Nigeria’s leader post-2019 should be able to sell an agenda for the overhaul of the health sector to improve access, quality of healthcare, personnel and equipment should be in focus. While the Federal Government would argue that the primary and secondary legs of health care delivery are outside of its purview, leadership at the national level must show passion and motivate the states and local governments to live up to expectation. The one leading the country into the future should have a well-spelt-out idea of how to end the unacceptable level of medical tourism even at the level of those leading the country.
And then the Nigerian economy needs attention. There should be a clear path for the diversification of the economy. The country’s near total reliance on the commodities of extractive industry as a major source of export and revenue earning remains unsustainable and ill-advised. This is not just because of their volatility but the fact that they remain cesspools for corruption. So, what is the one aspiring to lead Nigeria going to do about increasing the country’s contribution to the world’s knowledge base? How should the country explore the potential of the creative industry to its economic advantage? What is the role that the country’s burgeoning human capital such that what looks like a demographic advantage will not soon become the country’s undoing.

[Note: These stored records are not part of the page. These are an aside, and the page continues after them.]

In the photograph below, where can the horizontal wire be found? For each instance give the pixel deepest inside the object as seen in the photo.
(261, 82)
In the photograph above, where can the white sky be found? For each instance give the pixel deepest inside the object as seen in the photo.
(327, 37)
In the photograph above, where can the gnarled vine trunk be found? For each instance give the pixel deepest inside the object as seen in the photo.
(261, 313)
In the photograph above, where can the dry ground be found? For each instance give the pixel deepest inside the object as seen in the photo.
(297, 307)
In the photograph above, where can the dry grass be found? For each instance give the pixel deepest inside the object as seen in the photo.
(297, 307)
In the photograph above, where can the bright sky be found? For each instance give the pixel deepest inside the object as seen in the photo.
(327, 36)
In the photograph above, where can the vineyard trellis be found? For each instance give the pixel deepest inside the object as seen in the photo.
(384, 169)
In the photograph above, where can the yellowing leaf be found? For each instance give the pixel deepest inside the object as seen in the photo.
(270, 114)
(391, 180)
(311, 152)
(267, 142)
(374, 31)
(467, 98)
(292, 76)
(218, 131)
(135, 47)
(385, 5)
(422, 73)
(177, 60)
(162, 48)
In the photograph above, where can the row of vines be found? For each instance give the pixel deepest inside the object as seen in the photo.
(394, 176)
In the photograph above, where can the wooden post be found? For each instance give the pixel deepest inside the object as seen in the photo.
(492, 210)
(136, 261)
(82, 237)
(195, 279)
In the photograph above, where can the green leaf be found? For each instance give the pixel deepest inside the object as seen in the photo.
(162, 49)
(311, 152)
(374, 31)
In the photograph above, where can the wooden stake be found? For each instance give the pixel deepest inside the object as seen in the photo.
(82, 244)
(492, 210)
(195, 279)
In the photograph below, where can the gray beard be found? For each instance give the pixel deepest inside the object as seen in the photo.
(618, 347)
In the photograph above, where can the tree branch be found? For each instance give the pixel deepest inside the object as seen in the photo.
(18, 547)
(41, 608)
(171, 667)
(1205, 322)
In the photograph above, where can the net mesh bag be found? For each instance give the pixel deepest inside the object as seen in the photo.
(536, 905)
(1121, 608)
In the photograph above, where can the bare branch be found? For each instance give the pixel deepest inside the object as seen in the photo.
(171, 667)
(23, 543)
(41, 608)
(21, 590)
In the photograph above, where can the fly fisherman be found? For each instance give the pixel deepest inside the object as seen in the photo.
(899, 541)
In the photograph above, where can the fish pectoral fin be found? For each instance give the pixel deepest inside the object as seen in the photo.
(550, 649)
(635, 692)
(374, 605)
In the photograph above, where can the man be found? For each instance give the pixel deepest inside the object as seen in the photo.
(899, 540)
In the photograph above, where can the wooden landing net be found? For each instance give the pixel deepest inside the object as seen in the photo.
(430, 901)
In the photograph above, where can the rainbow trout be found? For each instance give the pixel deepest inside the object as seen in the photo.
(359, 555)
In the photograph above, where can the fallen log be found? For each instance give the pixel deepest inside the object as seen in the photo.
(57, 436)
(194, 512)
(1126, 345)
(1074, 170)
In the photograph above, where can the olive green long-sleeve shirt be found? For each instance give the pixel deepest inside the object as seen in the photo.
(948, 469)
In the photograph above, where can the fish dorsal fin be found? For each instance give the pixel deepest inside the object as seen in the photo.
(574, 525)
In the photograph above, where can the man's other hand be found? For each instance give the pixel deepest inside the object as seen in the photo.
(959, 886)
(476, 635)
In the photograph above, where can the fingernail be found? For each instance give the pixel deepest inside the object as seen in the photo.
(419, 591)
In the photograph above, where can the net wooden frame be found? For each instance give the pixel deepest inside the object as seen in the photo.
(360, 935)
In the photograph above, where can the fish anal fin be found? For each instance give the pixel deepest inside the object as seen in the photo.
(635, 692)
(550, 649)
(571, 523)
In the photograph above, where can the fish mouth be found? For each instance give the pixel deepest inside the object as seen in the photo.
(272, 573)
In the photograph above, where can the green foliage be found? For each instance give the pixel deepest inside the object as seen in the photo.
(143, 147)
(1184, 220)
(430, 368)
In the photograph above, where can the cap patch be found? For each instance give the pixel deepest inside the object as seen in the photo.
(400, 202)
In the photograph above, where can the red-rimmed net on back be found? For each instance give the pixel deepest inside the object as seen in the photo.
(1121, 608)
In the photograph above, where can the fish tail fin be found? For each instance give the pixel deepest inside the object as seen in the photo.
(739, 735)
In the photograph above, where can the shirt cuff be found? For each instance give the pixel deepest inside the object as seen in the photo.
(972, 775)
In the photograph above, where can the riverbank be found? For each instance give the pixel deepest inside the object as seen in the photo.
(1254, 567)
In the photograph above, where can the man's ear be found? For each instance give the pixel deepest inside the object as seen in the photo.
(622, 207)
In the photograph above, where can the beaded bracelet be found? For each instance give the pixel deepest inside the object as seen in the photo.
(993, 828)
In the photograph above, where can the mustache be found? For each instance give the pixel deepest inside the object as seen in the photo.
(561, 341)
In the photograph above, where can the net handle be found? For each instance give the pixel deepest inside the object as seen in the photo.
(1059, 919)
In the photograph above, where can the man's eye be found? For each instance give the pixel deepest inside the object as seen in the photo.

And then, there is the very important issue of national integration. No matter what Nigeria achieves on the economic plain, it will remain limited by the level of disaffection and distrust that currently exists amongst its ethnic nationalities. Nigeria’s next leader must be able to assure every single countryman that he can aspire to become anything anywhere he finds himself in the country.
If anyone was in doubt of the power of the average Nigerian to determine the future of the country, these elections again celebrate the citizen’s democratic right. Nigerians should exercise this discretion by asking the right questions and not getting swept by unhelpful sentiments which condone incompetence and put the country at risk.